Abb. 1: Antworten, differenziert nach Statusgruppen, auf die Frage „Welche forschungsunterstützenden Tools nutzen Sie?“ aus der Bedarfserhebung zur digitalen Forschungspraxis in der Historischen Bildungsforschung im Frühjahr 2024
Abb. 1:

Antworten, differenziert nach Statusgruppen, auf die Frage „Welche forschungsunterstützenden Tools nutzen Sie?“ aus der Bedarfserhebung zur digitalen Forschungspraxis in der Historischen Bildungsforschung im Frühjahr 2024

Um der community-gestützten Bedarfsorientierung gerecht zu werden, welche die Spezifik der Zielgruppe im Besonderen herausfordert (s. o.), hat das Team des DHELab in Zusammenarbeit mit zwei Kolleginnen aus der BBF im März und April 2024 eine Umfrage zur digitalen Forschungspraxis in der Historischen Bildungsforschung durchgeführt[22] (Publikation in Vorbereitung).
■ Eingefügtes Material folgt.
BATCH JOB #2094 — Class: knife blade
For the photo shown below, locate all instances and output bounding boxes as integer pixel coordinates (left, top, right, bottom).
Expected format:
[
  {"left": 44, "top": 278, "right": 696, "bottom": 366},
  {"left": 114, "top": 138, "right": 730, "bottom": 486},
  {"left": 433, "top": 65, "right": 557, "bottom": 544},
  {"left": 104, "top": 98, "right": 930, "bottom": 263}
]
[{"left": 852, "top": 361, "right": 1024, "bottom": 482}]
Dabei zeigte sich nicht nur, dass mit Ausnahme von Literaturverwaltungssoftware die Nutzung forschungsunterstützender (digitaler) Tools eher nicht die Regel ist (vgl. Abb. 1), sondern auch dass für die Aneignung entsprechender Kompetenzen das Selbststudium oder informelle Zugänge die Regel sind (vgl. Abb. 2), was die Vermutung nahelegt, dass Inhalte und/oder Form von entsprechenden Formaten der Wissens- und Kompetenzvermittlung (s. u.) nicht den Bedarfen der Forscher:innen entsprechen. Auch die Selbsteinschätzung zum Anteil digitaler Forschung und Arbeit in Bezug auf die Verwendung entsprechender Tools fällt gering aus.
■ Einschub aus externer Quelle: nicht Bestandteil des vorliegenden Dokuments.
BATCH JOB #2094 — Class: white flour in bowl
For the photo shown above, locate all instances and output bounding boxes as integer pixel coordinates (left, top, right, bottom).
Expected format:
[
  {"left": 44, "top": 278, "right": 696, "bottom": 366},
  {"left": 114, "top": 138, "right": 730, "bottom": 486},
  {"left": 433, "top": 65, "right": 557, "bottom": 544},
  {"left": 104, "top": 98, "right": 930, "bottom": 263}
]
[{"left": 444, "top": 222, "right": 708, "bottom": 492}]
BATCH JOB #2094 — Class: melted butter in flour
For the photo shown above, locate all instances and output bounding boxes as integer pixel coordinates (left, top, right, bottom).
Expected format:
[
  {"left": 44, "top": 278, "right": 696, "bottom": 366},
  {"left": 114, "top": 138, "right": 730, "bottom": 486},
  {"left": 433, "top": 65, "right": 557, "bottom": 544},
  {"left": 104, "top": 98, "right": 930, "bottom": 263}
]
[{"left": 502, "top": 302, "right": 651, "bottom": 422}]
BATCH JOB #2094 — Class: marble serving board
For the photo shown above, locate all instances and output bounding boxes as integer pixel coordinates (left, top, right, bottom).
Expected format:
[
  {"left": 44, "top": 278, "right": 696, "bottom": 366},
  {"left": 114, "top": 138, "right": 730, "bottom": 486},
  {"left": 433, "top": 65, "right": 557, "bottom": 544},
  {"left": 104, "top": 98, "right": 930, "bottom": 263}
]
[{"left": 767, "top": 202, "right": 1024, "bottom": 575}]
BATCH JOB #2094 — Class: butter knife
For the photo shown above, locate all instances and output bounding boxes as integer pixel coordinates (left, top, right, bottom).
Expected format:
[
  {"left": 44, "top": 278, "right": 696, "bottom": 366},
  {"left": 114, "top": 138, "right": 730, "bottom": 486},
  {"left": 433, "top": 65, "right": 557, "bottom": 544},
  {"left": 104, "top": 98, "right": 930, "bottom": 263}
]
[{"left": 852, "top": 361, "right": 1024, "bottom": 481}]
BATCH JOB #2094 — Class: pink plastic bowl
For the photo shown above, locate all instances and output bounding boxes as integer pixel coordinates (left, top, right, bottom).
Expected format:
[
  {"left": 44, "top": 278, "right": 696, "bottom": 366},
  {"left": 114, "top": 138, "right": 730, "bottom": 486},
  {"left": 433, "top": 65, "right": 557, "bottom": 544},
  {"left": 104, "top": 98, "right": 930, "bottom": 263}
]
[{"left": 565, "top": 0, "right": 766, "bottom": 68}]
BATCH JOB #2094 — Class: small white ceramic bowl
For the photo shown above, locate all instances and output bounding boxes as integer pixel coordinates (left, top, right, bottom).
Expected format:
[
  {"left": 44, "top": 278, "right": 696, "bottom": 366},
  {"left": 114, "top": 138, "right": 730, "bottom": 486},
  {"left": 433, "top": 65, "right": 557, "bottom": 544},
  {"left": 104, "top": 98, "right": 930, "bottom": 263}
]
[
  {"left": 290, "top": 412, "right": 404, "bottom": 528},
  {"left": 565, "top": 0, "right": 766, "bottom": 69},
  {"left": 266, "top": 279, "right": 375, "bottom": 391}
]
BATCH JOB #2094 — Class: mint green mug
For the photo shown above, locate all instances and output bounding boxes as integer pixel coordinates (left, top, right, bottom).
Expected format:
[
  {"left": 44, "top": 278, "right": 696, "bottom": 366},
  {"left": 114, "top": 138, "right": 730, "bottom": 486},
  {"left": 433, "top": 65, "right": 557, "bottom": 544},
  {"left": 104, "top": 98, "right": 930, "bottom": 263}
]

Ebenso zeigte sich in der Umfrage bezüglich des Forschungsdatenmanagements, dass die hohe Einschätzung seines Nutzens nicht im Einklang mit der verhaltenen Umsetzung in der eigenen Forschungspraxis steht.

Als konstitutiver Bestandteil wissenschaftlicher Kommunikation rücken neben Forschungsdaten(-management), Fach- und Methodenwissen auch neue Fertigkeiten und Kenntnisse einer sich verändernden Publikationslandschaft und -praxis[23] in den Fokus des DHELab. Neue Publikationsformate (z. B. Data Paper), veränderte Publikationswege (z. B. Blogs), die Bekanntmachung wenig etablierter Autorschafts-Konzepte (z. B. Datenkuratierende) oder veränderte Wege des Schreibens selbst (z. B. durch Anwendung menschen- und maschinenlesbarer Auszeichnungssprachen) sind Inhalte, die im DHELab zum Thema gemacht werden.
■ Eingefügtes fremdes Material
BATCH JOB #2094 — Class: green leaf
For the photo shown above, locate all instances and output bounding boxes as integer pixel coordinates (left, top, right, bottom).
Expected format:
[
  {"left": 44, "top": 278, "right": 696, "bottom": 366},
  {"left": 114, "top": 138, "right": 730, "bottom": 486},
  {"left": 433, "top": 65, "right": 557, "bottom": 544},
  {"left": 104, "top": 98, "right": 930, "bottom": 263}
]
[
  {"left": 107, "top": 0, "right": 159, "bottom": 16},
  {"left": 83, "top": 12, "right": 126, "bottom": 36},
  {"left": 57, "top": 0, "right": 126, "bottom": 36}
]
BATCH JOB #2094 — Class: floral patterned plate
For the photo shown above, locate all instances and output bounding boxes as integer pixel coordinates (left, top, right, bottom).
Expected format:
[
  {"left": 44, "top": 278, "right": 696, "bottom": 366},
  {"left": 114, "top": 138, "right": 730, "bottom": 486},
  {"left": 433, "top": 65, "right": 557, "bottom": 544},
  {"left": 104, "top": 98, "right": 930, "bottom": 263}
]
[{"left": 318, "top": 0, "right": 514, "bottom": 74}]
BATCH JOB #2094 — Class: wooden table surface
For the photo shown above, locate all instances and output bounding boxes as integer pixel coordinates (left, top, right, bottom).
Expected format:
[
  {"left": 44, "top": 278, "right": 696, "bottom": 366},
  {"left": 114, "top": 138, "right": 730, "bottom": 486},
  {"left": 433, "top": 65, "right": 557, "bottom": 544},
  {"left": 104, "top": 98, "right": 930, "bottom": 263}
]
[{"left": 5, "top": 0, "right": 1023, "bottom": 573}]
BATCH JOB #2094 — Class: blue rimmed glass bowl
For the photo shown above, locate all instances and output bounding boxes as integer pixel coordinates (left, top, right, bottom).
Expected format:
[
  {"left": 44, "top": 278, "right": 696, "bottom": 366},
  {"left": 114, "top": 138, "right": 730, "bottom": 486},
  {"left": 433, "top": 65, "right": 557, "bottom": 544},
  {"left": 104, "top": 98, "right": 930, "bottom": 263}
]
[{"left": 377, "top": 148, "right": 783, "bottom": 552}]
Abb. 2: Antworten, differenziert nach Statusgruppen, auf die Frage „Wie haben Sie sich die Kompetenzen zur Nutzung dieser Tools angeeignet?“ aus der Bedarfserhebung zur digitalen Forschungspraxis in der Historischen Bildungsforschung im Frühjahr 2024
Abb. 2:

Antworten, differenziert nach Statusgruppen, auf die Frage „Wie haben Sie sich die Kompetenzen zur Nutzung dieser Tools angeeignet?“ aus der Bedarfserhebung zur digitalen Forschungspraxis in der Historischen Bildungsforschung im Frühjahr 2024

Es ist insgesamt erkennbar, dass sowohl hinsichtlich der Methoden und Tools als auch der Informationskompetenzen und Publikationspraxen Lücken durch Angebote des DHELab geschlossen werden können (und sollten). Gleiches lässt sich für das Thema Forschungsdaten und deren Management sagen. In Kombination kommen die genannten Inhalte letztlich auch und vor allem dem Fachwissen der Historischen Bildungsforschung zugute.

5 Formate

Die Inhalte finden ihre Umsetzung in sehr unterschiedlichen Formaten. Niedrigschwellig in seiner Zugänglichkeit ist das aus diesem Grund unmittelbar nach dem Softlaunch zuerst etablierte Format monatlicher Vorträge, die in erster Linie einer Vermittlung von (Fach-)Wissen durch Personen mit unterschiedlicher Expertise dienen: In unserer Last Friday’s Lab Talk-Vortragsreihe sprechen überwiegend durch die DHELab-Mitarbeiter:innen angefragte, sowohl externe als auch (BBF- bzw. DIPF-)interne Kolleg:innen aus unterschiedlichen Domänen (Forschung ebenso wie Informationsinfrastruktur) und Disziplinen (z. B. Historische Erziehungswissenschaft, Digital History, Informationswissenschaft, Digital Humanities). Inhaltlich geht es um aktuelle Forschungsprojekte, Einführungen in bestimmte Themen und Fragestellungen oder auch forschungspraktische Veränderungen durch sich wandelnde oder neu entstehende Technologien und Theoriedebatten.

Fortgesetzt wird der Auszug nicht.